Ростовщик два раза повернул на голове зеленую бархатную шапочку. Голова у него кверху сужена, как груша, волосы тусклые, прямые, сальные.
— А ты, милочка, девица? Викторита рассердилась:
— А какое ваше собачье дело?
— Никакого, милочка, никакого. Просто любопытство… Чего тут церемониться! А знаешь ли, ты не слишком хорошо воспитана.
— Вот, скажете еще!
Ростовщик улыбнулся.
— Ну-ну, нечего тебе фыркать.
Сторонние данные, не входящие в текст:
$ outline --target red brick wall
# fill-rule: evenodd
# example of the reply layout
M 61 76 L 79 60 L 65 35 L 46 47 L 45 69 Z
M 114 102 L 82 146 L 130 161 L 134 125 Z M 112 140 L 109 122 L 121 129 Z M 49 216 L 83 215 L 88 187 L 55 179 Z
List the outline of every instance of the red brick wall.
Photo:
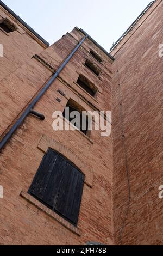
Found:
M 0 44 L 3 44 L 4 57 L 0 61 L 0 81 L 39 53 L 47 46 L 27 29 L 16 19 L 0 6 L 0 21 L 7 18 L 17 28 L 7 33 L 0 28 Z
M 116 244 L 163 242 L 162 10 L 156 1 L 111 53 Z
M 12 88 L 6 93 L 3 109 L 0 109 L 1 132 L 6 132 L 11 122 L 15 121 L 51 76 L 52 68 L 56 69 L 83 36 L 75 28 L 39 54 L 40 59 L 29 60 L 1 82 L 6 89 L 9 84 Z M 101 56 L 102 64 L 90 55 L 90 48 Z M 102 70 L 99 78 L 83 65 L 87 58 Z M 70 98 L 86 110 L 111 111 L 112 62 L 87 39 L 35 106 L 35 109 L 43 113 L 45 120 L 41 121 L 29 115 L 1 153 L 0 184 L 4 187 L 4 198 L 0 199 L 0 243 L 113 243 L 112 135 L 102 137 L 100 131 L 92 131 L 88 138 L 77 130 L 52 130 L 52 113 L 56 110 L 63 111 Z M 99 88 L 96 99 L 74 83 L 80 72 Z M 66 96 L 61 95 L 58 89 Z M 10 93 L 16 95 L 16 100 Z M 77 230 L 61 218 L 52 216 L 26 193 L 48 146 L 68 157 L 86 175 Z M 24 192 L 21 196 L 22 191 Z

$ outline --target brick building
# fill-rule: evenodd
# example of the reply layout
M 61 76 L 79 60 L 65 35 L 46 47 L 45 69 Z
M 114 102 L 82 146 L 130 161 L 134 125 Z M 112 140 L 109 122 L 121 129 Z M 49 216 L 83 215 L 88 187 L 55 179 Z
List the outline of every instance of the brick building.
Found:
M 162 1 L 110 53 L 77 27 L 49 46 L 0 3 L 0 244 L 162 243 Z M 111 111 L 111 135 L 54 131 L 66 106 Z

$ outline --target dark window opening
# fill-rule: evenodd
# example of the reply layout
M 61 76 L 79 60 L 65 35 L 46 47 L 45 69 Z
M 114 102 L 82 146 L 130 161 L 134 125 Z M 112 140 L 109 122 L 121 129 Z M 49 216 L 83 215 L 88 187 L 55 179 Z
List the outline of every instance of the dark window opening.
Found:
M 87 59 L 85 63 L 85 65 L 93 72 L 95 75 L 99 76 L 100 73 L 100 70 L 91 62 Z
M 80 75 L 77 83 L 89 94 L 90 94 L 93 97 L 95 97 L 97 92 L 97 89 L 95 85 L 87 78 L 85 77 L 82 75 Z
M 4 19 L 0 21 L 0 28 L 2 28 L 6 33 L 13 32 L 17 29 L 17 27 L 8 19 Z
M 89 130 L 89 127 L 91 124 L 91 120 L 89 119 L 87 115 L 82 115 L 82 112 L 86 111 L 72 99 L 68 100 L 66 107 L 69 107 L 69 112 L 67 113 L 65 109 L 63 112 L 64 117 L 68 120 L 69 122 L 72 123 L 76 117 L 70 117 L 71 113 L 73 111 L 77 111 L 79 115 L 80 115 L 79 122 L 79 123 L 73 123 L 73 125 L 83 133 L 90 137 L 90 131 Z
M 77 225 L 84 175 L 67 159 L 48 149 L 28 193 Z
M 90 51 L 90 54 L 94 57 L 95 59 L 98 62 L 100 62 L 101 63 L 102 63 L 102 59 L 95 52 L 93 52 L 92 50 Z

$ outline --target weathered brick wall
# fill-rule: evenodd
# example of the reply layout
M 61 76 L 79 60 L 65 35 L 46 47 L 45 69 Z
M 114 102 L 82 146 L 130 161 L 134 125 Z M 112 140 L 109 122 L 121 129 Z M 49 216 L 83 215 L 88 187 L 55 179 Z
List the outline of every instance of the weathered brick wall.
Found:
M 163 243 L 162 11 L 156 1 L 111 53 L 116 244 Z
M 83 36 L 76 28 L 1 82 L 5 88 L 11 83 L 12 88 L 3 102 L 5 114 L 0 110 L 1 133 L 6 132 L 52 74 L 52 69 L 58 67 Z M 90 55 L 89 48 L 101 56 L 102 64 Z M 83 65 L 86 58 L 102 70 L 99 78 Z M 89 76 L 99 88 L 96 99 L 75 83 L 78 72 Z M 100 131 L 92 131 L 89 138 L 77 130 L 52 130 L 52 113 L 63 111 L 70 98 L 86 110 L 111 111 L 111 60 L 87 39 L 35 106 L 45 120 L 29 115 L 3 150 L 0 184 L 4 194 L 0 199 L 0 243 L 84 245 L 90 240 L 113 243 L 112 135 L 102 137 Z M 65 96 L 58 92 L 59 89 Z M 11 93 L 15 94 L 16 100 Z M 26 194 L 48 145 L 68 157 L 86 175 L 77 230 L 67 227 L 61 217 L 41 211 L 37 202 L 31 202 Z
M 16 70 L 47 46 L 0 6 L 0 21 L 7 18 L 17 28 L 7 33 L 0 28 L 0 44 L 3 45 L 3 58 L 0 59 L 0 81 Z

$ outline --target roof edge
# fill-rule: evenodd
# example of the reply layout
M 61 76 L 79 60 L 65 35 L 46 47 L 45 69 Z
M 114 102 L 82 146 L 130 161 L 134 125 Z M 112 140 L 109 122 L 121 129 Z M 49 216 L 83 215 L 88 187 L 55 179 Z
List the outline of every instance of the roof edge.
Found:
M 26 23 L 19 16 L 17 15 L 11 9 L 10 9 L 6 4 L 0 0 L 0 5 L 1 5 L 5 10 L 6 10 L 11 15 L 14 17 L 18 21 L 19 21 L 22 25 L 23 25 L 27 29 L 28 29 L 32 34 L 36 36 L 40 41 L 41 41 L 47 46 L 49 46 L 50 44 L 47 42 L 36 31 L 32 28 L 27 23 Z
M 137 21 L 143 16 L 144 14 L 148 11 L 150 7 L 154 4 L 155 2 L 152 1 L 144 9 L 144 10 L 141 13 L 139 16 L 136 19 L 136 20 L 132 23 L 132 24 L 129 27 L 129 28 L 125 31 L 122 35 L 116 41 L 115 44 L 113 44 L 112 46 L 110 49 L 110 52 L 111 52 L 116 47 L 116 46 L 122 40 L 126 35 L 130 31 L 130 30 L 134 27 L 134 26 L 137 23 Z
M 99 44 L 98 44 L 96 41 L 93 39 L 91 36 L 90 36 L 87 33 L 86 33 L 82 28 L 80 28 L 79 31 L 83 33 L 85 35 L 87 35 L 87 37 L 89 39 L 90 39 L 95 45 L 96 45 L 98 48 L 99 48 L 105 54 L 106 54 L 108 57 L 109 57 L 112 60 L 115 60 L 115 58 L 108 52 L 104 48 L 103 48 Z

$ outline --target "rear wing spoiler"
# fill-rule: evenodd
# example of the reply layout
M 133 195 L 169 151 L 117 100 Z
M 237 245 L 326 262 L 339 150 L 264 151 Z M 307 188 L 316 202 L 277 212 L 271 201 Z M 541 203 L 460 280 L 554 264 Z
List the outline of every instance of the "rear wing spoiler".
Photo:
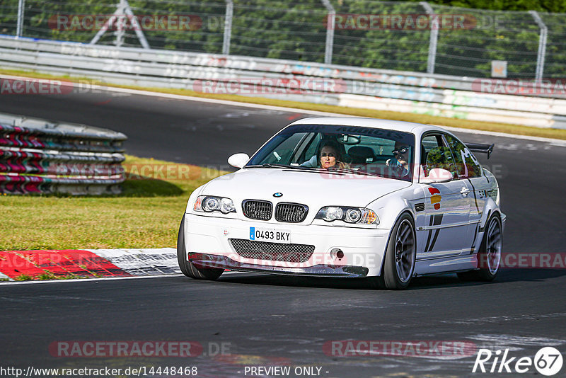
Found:
M 493 151 L 493 147 L 495 146 L 495 143 L 491 144 L 484 144 L 483 143 L 466 143 L 466 147 L 472 152 L 481 152 L 482 154 L 487 154 L 487 159 L 490 159 L 490 155 Z

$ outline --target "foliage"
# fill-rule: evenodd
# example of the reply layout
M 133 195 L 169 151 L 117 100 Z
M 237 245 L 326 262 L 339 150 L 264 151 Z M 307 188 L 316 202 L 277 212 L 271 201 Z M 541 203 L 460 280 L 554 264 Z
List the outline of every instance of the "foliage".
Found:
M 98 29 L 58 27 L 61 15 L 111 15 L 116 0 L 70 0 L 25 2 L 23 35 L 26 37 L 88 42 Z M 425 13 L 417 0 L 330 0 L 338 15 L 419 15 Z M 566 0 L 435 0 L 429 1 L 437 14 L 465 15 L 473 21 L 463 30 L 439 32 L 434 72 L 457 76 L 490 76 L 491 62 L 508 62 L 509 77 L 533 78 L 536 67 L 540 30 L 531 15 L 541 13 L 548 26 L 545 76 L 562 76 L 566 62 L 563 36 Z M 226 4 L 221 0 L 131 0 L 138 16 L 190 16 L 190 30 L 158 28 L 144 30 L 155 49 L 221 53 Z M 16 33 L 18 0 L 0 3 L 0 33 Z M 550 13 L 548 12 L 555 12 Z M 328 11 L 320 0 L 235 0 L 230 53 L 306 62 L 325 58 Z M 333 63 L 343 65 L 423 72 L 427 71 L 429 29 L 346 28 L 335 25 Z M 98 43 L 115 43 L 108 30 Z M 140 47 L 132 30 L 123 45 Z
В конце концов, девственница ты или нет — это дело твое и твоего жениха.
— Вот и я так думаю. — Ну и правильно.
Глазки ростовщика заблестели, будто глаза совы.
— Послушай!
— Чего еще?
— А если бы я вместо трех тысяч песет дал бы тебе тридцать тысяч? Что бы ты сделала?
У Викториты перехватило дыхание.
— Все, что вы мне прикажете.
— Все, что я тебе прикажу?
— Да, сеньор, все.
— Уж и все?
— Все, сеньор.
— А жених твой, что он мне сделает?
— Не знаю, если хотите, я у него спрошу.
На бледных щеках ростовщика проступили розовые пятнышки.
— А ты знаешь, красавица, чего я хочу?
— Нет, сеньор, но вы мне скажете…
В голосе ростовщика появилась легкая дрожь.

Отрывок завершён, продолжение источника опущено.